父表的分区发生变化,子表分区也会自动适应,而单独修改子表分区则不被允许。

3.Virtual Column Based partitioning: In the previous versions of Oracle, a table could be partitioned only if the partition key physically existed in the table. The new functionality in Oracle 11G, “Virtual columns”, removes this restriction and allows partitioning key to be defined by an expression that uses one or more columns of a table. The virtual columns are stored as metadata only.

借用一个网友的例子:


create table sales
(
sales_id number,
cust_id number,
sales_amt number,
sale_category varchar2(6)
generated always as
(
case
when sales_amt <= 10000 then 'LOW' when sales_amt > 10000
and sales_amt <= 100000 then case when cust_id < 101 then 'LOW' when cust_id between 101 and 200 then 'MEDIUM' else 'MEDIUM' end when sales_amt > 100000
and sales_amt <= 1000000 then case when cust_id < 101 then 'MEDIUM' when cust_id between 101 and 200 then 'HIGH' else 'ULTRA' end else 'ULTRA' end ) virtual ) partition by list (sale_category) ( partition p_low values ('LOW'), partition p_medium values ('MEDIUM'), partition p_high values ('HIGH'), partition p_ultra values ('ULTRA') ) ; Table created. SQL>
SQL> insert into sales (sales_id,cust_id,sales_amt) values (1,1,100);

1 row created.

SQL> commit;

Commit complete.

SQL> select * from sales partition (p_low);

SALES_ID CUST_ID SALES_AMT SALE_C
———- ———- ———- ——
1 1 100 LOW

4.System Partitioning

CREATE TABLE syspar (c1 int, c2 int)
PARTITION BY SYSTEM
(
PARTITION p1 TABLESPACE tbs_1,
PARTITION p2 TABLESPACE tbs_2,
PARTITION p3 TABLESPACE tbs_3,
PARTITION p4 TABLESPACE tbs_4
);


由SQL语句决定插入哪一个分区 like: insert into syspar partition (x) values (1,2); 这种类型的分区将不支持Partition Split操作,也不支持create table as select操作。

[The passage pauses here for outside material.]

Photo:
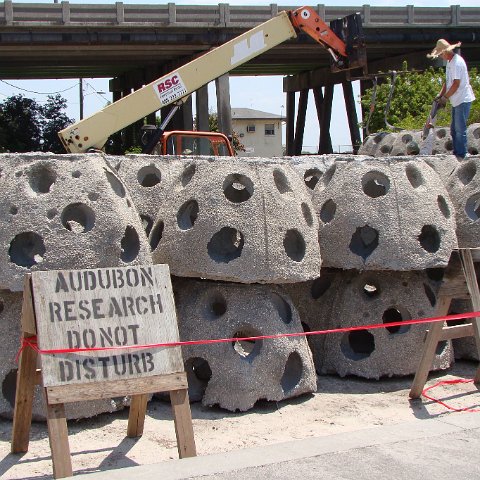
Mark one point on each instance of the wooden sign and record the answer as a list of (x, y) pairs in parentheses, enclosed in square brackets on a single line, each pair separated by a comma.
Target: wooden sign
[(101, 309)]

5.More Composite Partitioning

现在Range,List,Interval都可以作为Top level分区,而Second level则可以是Range,List,Hash,也就是在11g中可以有3*3=9种复合分区,满足更多的业务需求。

6.Introduced Partition Advisor

The Partition Advisor is part of the SQL Access Advisor of EM in 11g . The Partition Advisor can recommend a partitioning strategy for a table based on a supplied workload of SQL statements which can be supplied by the SQL Cache, a SQL Tuning set, or be defined by the user.